Reprenons la direction de la rive droite où un autre comptoir fait beaucoup parler de lui depuis son ouverture il y a déjà deux ans. Au cœur de l’hôtel Mandarin Oriental Geneva, le restaurant japonais Sachi a défrayé la chronique dès les premiers services. C’est dans cet écrin nippon que trône fièrement un comptoir entièrement dédié aux délices de la gastronomie du pays du soleil levant. « Même si l’ambiance est un peu plus sage que dans d’autres établissements, les convives peuvent admirer le travail des chefs. Avec le menu omakase, ils se laissent guider par les inspirations gastronomiques du moment. C’est un total lâcher prise » raconte Bastien Zimmerman, directeur des lieux.
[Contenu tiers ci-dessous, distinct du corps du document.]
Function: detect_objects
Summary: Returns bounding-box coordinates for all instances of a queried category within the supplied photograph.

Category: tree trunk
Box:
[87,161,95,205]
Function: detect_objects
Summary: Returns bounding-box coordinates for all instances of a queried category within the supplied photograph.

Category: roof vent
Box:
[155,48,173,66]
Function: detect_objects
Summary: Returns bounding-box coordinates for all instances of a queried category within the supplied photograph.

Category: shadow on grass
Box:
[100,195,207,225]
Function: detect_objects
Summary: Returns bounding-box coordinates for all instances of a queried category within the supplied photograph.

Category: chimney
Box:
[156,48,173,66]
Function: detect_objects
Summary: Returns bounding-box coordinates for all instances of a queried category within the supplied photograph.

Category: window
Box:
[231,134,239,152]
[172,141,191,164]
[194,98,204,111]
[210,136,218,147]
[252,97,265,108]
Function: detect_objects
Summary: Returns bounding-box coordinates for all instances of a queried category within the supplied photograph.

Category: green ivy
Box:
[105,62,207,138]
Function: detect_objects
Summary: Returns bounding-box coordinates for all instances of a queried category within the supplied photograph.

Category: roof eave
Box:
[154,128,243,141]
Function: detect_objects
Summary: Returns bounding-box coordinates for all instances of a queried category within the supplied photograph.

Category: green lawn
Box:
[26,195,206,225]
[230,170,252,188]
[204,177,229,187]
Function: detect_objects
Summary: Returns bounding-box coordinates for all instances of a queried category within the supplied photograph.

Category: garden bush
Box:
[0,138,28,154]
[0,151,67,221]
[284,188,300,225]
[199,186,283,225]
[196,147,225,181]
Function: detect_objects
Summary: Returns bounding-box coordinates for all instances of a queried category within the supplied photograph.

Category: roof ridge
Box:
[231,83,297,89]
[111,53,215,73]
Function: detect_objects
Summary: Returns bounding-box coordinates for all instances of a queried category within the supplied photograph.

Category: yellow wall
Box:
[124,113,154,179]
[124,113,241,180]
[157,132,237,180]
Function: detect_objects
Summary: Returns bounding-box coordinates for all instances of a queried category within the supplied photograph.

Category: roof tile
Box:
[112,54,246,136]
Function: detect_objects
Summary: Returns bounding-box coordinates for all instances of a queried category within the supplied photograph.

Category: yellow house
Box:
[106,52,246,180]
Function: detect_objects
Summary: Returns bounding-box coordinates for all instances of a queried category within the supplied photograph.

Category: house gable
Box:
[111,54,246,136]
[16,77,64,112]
Le comptoir du restaurant Sachi à l’hôtel Mandarin Oriental Geneva
Connexion humaine
Devant la dextérité de ces maîtres cuisiniers se joue une symphonie gastronomique ouverte au public. Plus que jamais prisé par les passionnés d’art culinaire, le comptoir prend tout son sens lorsque les chefs proposent aux clients admiratifs des sushis fraîchement élaborés pour une dégustation immédiate. « C’est à ce moment que les barrières tombent et que la connexion humaine se fait le mieux » constate le chef et instigateur des lieux Mitsuru Tsukada. Alors que les relations entre personnes se délitent au profit du virtuel, le comptoir est sûrement la plus belle manière de recréer des liens et de renouer avec la magie d’un lieu appelé restaurant.